Without efficient logistics, there will be no Olympic Games, the Freight Transport Association has told MPS in its evidence to the House of Commons Transport Committee’s inquiry into transport for the Olympics Inquiry.
Stressing the importance of logistics to the success of the Olympics, it said it was vital to find alternative ways of working and to see the challenges of the Games as an opportunity for innovation rather than an intrusion.
Natalie Chapman, head of policy for London, said: “Without efficient logistics, there will be no Games. And without an appreciation of the likely disruption, Londoners and London’s business community will find it difficult to keep functioning. It is therefore important that everyone interested in making this summer a success is working together to ensure an efficient supply chain is maintained. There is a tendency not to notice freight until it doesn’t work, so the challenges of the next few months give the industry the ideal opportunity to showcase how effective and efficient it really is.”
Chapman warned that FTA members were concerned how those reliant on logistics were preparing and adapting for the challenges of the next few months. She also raised concerns regarding the additional costs that the industry will face in servicing customers during the Games. Many companies have had to hire in additional vehicles and drivers for the summer even if these do not foresee an increase in trade as productivity will slump due to a reduction in road speeds and an increase in congestion.
“The vast array of additional restrictions that will be implemented for the Olympics and Paralympics such as the Olympic Route Network, Games Lanes, banned turns and loading bans are likely to cause confusion even to drivers how know London’s streets like the back of their hand.

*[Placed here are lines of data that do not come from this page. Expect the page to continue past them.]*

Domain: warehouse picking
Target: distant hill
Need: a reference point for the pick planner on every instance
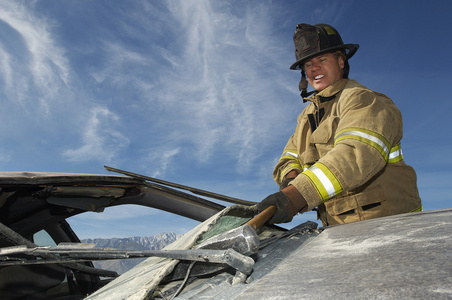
(121, 266)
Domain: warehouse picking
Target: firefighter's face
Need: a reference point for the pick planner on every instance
(324, 70)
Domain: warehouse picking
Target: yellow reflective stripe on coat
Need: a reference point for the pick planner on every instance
(290, 154)
(324, 181)
(421, 208)
(368, 137)
(395, 155)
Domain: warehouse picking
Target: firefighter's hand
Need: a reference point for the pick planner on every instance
(282, 202)
(288, 203)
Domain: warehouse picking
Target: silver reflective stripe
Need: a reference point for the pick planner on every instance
(366, 136)
(326, 182)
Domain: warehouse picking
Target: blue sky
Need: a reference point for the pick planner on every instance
(200, 92)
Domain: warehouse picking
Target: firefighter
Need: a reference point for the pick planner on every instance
(345, 158)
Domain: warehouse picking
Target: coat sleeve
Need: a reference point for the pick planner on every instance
(369, 128)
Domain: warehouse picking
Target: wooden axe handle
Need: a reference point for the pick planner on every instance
(262, 217)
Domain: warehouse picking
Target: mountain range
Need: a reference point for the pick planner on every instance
(121, 266)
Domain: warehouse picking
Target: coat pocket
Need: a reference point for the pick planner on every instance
(356, 207)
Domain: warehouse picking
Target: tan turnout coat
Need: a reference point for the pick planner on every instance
(347, 150)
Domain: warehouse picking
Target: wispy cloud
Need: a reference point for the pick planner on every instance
(100, 140)
(31, 59)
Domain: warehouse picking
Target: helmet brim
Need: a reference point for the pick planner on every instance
(350, 50)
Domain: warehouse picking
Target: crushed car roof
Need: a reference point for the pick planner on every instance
(402, 256)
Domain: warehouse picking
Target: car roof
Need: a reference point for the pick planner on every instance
(396, 257)
(29, 198)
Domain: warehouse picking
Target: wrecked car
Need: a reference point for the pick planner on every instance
(229, 255)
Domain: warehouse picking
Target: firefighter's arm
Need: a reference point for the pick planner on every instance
(370, 127)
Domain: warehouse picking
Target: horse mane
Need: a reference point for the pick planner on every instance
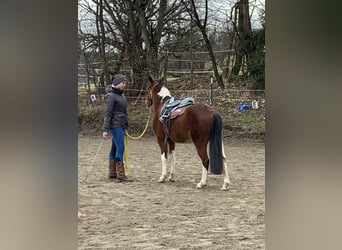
(164, 92)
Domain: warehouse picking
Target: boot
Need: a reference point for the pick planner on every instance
(112, 169)
(120, 170)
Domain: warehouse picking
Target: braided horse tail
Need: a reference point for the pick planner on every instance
(215, 148)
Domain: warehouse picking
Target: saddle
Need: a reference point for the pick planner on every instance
(173, 108)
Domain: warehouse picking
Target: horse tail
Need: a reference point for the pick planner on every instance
(215, 149)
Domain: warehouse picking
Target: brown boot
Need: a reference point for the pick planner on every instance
(120, 170)
(112, 169)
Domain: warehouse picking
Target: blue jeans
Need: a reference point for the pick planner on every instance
(118, 145)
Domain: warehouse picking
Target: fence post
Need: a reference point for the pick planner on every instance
(211, 91)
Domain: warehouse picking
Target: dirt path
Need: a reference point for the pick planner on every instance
(145, 214)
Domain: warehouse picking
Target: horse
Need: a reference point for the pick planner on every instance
(198, 123)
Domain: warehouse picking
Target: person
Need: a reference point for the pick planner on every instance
(116, 122)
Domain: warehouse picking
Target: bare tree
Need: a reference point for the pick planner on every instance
(203, 26)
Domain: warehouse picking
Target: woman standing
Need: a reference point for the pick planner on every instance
(116, 122)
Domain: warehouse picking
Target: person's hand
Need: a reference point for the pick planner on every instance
(104, 134)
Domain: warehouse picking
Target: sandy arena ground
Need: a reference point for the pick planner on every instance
(145, 214)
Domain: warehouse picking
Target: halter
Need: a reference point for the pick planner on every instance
(150, 93)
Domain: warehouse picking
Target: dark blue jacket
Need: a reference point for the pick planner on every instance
(116, 109)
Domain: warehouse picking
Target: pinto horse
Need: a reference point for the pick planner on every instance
(198, 123)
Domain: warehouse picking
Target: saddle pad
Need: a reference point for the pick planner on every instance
(178, 111)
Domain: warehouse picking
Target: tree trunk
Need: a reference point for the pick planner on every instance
(202, 28)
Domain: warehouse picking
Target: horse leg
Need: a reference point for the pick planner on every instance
(202, 152)
(164, 169)
(226, 181)
(163, 149)
(172, 160)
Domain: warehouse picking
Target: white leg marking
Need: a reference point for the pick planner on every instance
(226, 181)
(164, 170)
(172, 164)
(203, 181)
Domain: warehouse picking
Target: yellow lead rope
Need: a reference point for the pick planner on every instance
(126, 160)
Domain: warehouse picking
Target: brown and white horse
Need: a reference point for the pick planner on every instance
(199, 124)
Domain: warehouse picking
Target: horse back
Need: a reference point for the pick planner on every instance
(194, 124)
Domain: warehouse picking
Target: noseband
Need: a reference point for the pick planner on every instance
(150, 93)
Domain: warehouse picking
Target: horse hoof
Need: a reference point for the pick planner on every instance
(225, 188)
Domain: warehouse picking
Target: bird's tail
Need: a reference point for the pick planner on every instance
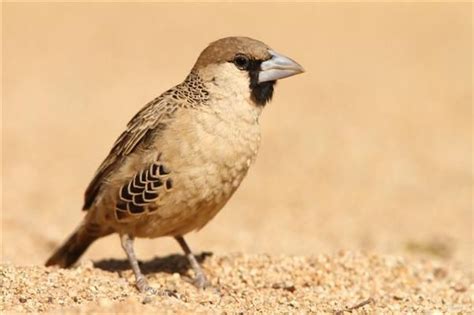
(75, 245)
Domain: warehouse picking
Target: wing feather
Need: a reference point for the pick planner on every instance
(144, 125)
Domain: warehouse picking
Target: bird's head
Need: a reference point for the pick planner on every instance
(244, 67)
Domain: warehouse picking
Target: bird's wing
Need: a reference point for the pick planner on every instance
(140, 130)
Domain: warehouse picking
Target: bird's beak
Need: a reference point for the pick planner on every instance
(278, 67)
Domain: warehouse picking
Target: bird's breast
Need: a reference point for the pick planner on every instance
(211, 154)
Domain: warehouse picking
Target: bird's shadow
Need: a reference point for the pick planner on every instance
(169, 264)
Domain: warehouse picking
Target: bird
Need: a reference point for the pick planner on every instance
(183, 155)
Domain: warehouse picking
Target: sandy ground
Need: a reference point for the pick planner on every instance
(370, 150)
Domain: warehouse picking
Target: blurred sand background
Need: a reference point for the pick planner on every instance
(370, 149)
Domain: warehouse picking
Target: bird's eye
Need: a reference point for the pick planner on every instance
(242, 62)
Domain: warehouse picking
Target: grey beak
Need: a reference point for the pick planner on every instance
(278, 67)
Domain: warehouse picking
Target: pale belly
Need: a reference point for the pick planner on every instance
(207, 165)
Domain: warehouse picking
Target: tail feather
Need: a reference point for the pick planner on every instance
(74, 247)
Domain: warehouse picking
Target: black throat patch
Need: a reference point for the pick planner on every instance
(261, 93)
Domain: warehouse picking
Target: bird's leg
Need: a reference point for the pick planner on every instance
(140, 280)
(200, 281)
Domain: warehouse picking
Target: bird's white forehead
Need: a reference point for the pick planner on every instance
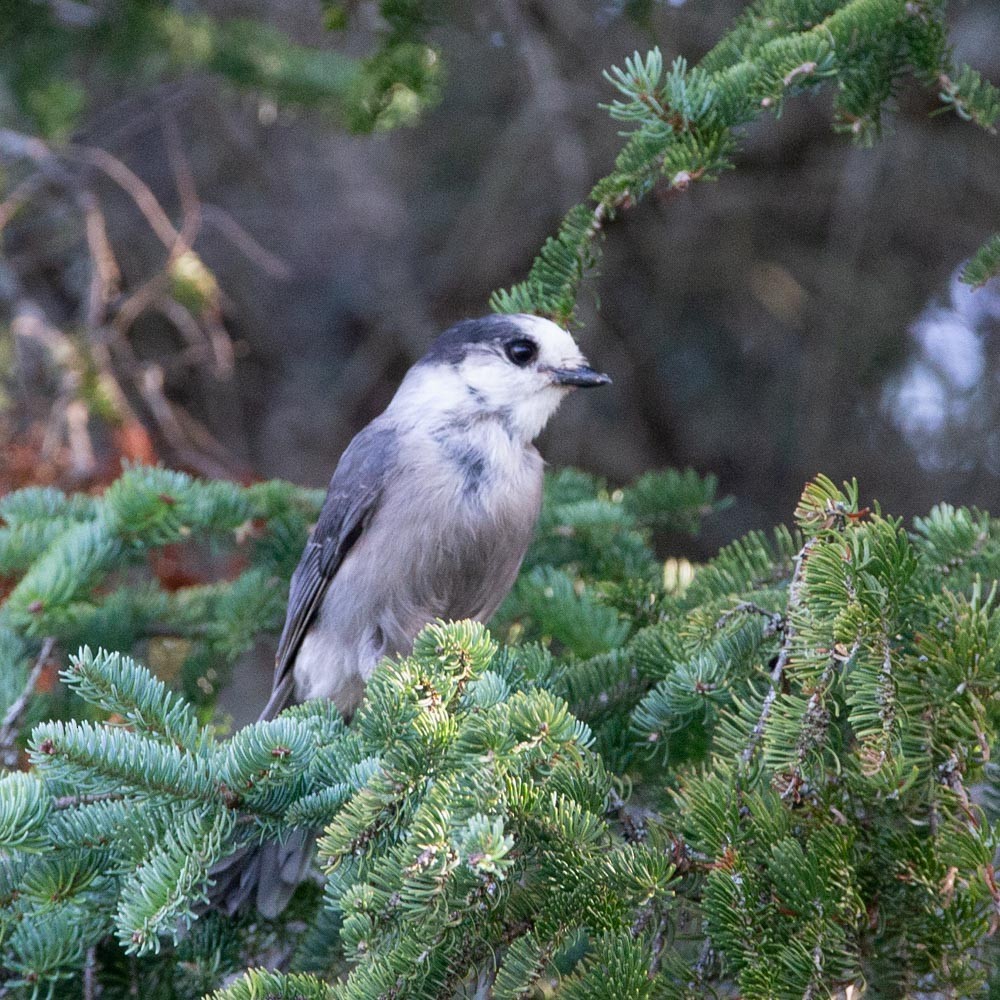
(553, 341)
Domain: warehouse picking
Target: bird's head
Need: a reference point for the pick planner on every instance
(517, 368)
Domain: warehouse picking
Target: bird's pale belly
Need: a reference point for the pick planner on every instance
(457, 564)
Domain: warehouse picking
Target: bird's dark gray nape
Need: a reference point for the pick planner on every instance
(453, 345)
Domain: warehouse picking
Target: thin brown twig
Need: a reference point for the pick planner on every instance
(784, 654)
(180, 165)
(136, 189)
(10, 729)
(243, 241)
(90, 974)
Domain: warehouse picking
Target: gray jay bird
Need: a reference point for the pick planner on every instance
(428, 515)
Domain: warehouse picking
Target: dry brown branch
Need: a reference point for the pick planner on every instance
(231, 230)
(136, 189)
(107, 322)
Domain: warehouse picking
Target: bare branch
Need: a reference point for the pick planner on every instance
(231, 230)
(10, 728)
(137, 190)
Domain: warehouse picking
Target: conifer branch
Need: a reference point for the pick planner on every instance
(784, 654)
(682, 124)
(10, 728)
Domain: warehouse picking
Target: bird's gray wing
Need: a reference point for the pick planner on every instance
(353, 497)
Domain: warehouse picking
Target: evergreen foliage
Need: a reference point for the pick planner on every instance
(682, 123)
(763, 780)
(52, 53)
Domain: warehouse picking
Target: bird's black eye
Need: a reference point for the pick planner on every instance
(521, 351)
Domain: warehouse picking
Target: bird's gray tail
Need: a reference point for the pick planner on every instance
(264, 875)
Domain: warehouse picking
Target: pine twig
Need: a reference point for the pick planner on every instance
(784, 654)
(10, 728)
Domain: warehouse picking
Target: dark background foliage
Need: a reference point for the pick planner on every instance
(801, 314)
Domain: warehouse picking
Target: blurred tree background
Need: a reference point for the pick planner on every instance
(275, 253)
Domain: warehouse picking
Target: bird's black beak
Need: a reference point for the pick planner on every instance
(583, 377)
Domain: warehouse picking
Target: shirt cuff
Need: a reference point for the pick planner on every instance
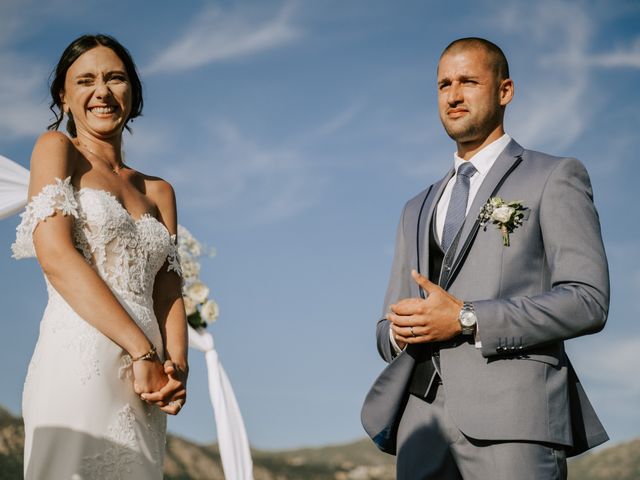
(395, 346)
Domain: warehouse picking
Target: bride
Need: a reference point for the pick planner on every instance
(111, 358)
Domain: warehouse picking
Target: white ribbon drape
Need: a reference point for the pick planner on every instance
(232, 436)
(14, 184)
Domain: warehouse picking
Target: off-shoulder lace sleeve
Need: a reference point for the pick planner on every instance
(173, 258)
(55, 197)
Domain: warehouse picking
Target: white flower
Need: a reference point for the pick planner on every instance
(495, 202)
(189, 305)
(190, 268)
(198, 292)
(210, 311)
(502, 214)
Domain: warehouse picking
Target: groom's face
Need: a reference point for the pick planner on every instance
(469, 98)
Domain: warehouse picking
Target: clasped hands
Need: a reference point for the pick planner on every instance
(420, 320)
(164, 385)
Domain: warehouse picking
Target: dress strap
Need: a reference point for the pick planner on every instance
(53, 198)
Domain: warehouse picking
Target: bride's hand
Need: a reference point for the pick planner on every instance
(148, 376)
(173, 395)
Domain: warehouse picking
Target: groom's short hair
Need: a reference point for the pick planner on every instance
(496, 55)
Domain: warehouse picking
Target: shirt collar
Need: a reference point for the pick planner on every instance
(485, 158)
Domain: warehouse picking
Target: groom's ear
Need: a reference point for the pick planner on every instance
(506, 91)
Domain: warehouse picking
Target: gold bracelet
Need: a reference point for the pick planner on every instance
(146, 356)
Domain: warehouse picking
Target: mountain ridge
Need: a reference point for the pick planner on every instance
(357, 460)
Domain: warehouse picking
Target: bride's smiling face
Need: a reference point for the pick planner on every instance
(97, 92)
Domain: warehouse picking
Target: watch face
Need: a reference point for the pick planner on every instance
(468, 319)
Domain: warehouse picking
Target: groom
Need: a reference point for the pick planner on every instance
(476, 312)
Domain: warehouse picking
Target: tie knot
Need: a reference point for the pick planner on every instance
(467, 169)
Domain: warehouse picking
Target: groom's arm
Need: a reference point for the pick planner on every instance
(399, 287)
(578, 301)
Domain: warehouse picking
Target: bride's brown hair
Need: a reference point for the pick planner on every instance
(76, 48)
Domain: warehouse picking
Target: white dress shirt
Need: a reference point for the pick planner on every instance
(483, 160)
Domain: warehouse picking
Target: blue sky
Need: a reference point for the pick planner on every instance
(293, 132)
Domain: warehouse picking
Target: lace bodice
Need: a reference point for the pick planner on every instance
(126, 252)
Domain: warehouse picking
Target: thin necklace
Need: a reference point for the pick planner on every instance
(115, 170)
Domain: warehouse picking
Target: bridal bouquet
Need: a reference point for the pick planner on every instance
(201, 309)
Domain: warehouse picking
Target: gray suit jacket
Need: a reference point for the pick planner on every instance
(549, 285)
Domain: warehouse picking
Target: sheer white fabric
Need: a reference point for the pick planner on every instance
(14, 183)
(83, 419)
(232, 436)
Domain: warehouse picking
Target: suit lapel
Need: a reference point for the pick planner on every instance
(502, 167)
(425, 223)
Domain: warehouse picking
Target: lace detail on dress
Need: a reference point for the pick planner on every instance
(173, 257)
(115, 461)
(55, 197)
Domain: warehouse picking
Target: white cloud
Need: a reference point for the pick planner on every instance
(553, 112)
(217, 36)
(24, 112)
(263, 184)
(621, 57)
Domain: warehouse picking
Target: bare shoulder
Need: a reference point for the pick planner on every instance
(163, 195)
(54, 156)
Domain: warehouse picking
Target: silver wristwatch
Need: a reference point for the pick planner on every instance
(467, 318)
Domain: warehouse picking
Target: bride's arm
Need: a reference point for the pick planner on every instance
(72, 277)
(169, 306)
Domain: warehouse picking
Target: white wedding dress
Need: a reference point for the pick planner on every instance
(83, 420)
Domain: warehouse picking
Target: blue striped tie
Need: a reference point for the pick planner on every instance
(458, 204)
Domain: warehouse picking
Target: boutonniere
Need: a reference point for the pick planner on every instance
(507, 216)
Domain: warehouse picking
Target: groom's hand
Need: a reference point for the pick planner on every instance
(418, 320)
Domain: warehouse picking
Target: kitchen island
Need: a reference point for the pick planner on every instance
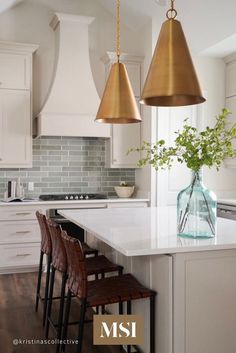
(195, 279)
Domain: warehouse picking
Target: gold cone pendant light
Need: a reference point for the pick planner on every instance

We hope that the boroughs and Transport for London will take a sensible approach to enforcement and will focus their efforts on compliance and assisting drivers. We are of course delighted that the Mayor of London and the Secretary of State for Transport listened to FTA’s concerns on this issue and did not approve the increase in PCN levels to £200 as requested by London Councils and the Olympic Delivery Authority. However, if £130 fines are issued like confetti, we will as an industry, have a very big bill to pick up at the end of the summer.”